Major oil leak reported from Keystone pipeline
TransCanada Corp’s Keystone pipeline has leaked an estimated 5,000 barrels (818,000 litres) of oil in north-eastern South Dakota, the company said on November 16.
The pipeline was shut down and emergency response procedures were activated after a drop in pressure was detected resulting from the leak south of a pump station in Marshall County, TransCanada said in a statement.
The South Dakota department of environment and natural resources, which has dispatched staff to the site, said it did not believe the leak onto agricultural land affected any surface water bodies or threatened any drinking water systems.
The pipeline transports crude from the Alberta oilsands in Canada, to refineries in Illinois and Oklahoma, passing through North and South Dakota, Nebraska, Kansas and Missouri. It can handle nearly 600,000 barrels daily. TransCanada says on its website that the company has safely transported more than 1.5bn barrels (245.4bn litres) of oil through the system since operations began in 2010.
TransCanada said in its statement that it expected the pipeline to remain shut down as the company responds to the leak.

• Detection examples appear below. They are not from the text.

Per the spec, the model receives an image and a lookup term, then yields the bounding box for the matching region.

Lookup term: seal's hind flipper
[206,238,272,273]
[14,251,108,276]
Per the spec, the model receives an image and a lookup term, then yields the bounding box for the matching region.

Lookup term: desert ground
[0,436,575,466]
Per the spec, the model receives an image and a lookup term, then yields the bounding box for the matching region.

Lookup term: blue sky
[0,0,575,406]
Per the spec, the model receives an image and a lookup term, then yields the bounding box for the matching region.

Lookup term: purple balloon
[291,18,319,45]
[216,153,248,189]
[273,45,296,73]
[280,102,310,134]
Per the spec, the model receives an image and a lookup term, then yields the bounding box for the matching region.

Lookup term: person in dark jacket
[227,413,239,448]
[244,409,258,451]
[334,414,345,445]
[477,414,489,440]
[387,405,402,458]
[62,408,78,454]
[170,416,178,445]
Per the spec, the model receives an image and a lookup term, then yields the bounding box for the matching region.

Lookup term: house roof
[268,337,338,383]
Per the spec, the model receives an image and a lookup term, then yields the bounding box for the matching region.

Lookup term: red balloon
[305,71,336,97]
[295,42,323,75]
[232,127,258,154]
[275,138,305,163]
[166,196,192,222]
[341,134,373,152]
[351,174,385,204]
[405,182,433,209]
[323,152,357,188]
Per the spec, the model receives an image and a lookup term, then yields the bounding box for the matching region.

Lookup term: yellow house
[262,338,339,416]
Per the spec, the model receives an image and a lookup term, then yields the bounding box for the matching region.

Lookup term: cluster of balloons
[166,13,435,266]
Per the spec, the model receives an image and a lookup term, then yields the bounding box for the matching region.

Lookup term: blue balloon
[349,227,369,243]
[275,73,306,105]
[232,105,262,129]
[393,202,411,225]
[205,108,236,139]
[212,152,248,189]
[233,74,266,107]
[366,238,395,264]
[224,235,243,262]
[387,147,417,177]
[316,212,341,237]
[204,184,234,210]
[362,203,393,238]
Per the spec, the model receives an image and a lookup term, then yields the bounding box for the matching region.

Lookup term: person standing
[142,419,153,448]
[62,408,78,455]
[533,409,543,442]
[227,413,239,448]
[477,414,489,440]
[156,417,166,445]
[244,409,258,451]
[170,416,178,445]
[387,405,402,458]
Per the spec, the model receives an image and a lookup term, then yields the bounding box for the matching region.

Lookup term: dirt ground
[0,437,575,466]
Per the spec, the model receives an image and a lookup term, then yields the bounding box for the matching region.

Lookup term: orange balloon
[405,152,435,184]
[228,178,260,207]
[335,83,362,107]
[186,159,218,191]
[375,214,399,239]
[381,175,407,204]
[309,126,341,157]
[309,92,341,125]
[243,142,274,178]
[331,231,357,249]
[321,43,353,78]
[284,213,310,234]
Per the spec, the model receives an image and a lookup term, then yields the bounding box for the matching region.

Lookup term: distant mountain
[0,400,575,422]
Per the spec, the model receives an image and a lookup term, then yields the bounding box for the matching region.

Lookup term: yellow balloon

A leak and spill in south-eastern South Dakota in April 2016 prompted a weeklong shutdown of the pipeline. TransCanada estimated that just under 77, 200 litres of oil spilled onto private land during that leak. Federal regulators said an “anomaly” on a weld on the pipeline was to blame. No waterways or aquifers were affected.
The Keystone Pipeline is part of a 2,687-mile system that will also include the proposed Keystone XL pipeline, which has faced persistent opposition from environmental groups, Native American tribes and some landowners.
President Donald Trump issued a federal permit for Keystone XL in March, after it had been blocked by the Obama administration. The Nebraska Public Service Commission is set to vote on the Keystone XL sequel on November 20 to clear the last major regulatory hurdle for the $8 billion project.
Keystone XL would route the pipeline on a more direct path through Montana and South Dakota to Nebraska, where it would connect with existing pipelines that feed Texas Gulf Coast refineries.
American environmental groups seized on the spill as evidence that their warnings against Keystone XL would come to pass.
“Just days before the Nebraska Public Service Commissions decides on whether to approve Keystone XL we get a painful reminder of why no one wants a pipeline over their water supply,” Canadian broadcaster CBC quoted Greenpeace campaigner Mike Hudema as saying.
In addition to the regulatory process in Nebraska, Keystone XL faces dwindling demand for oil that has already prompted TransCanada to cancel its biggest Canadian project, Energy East.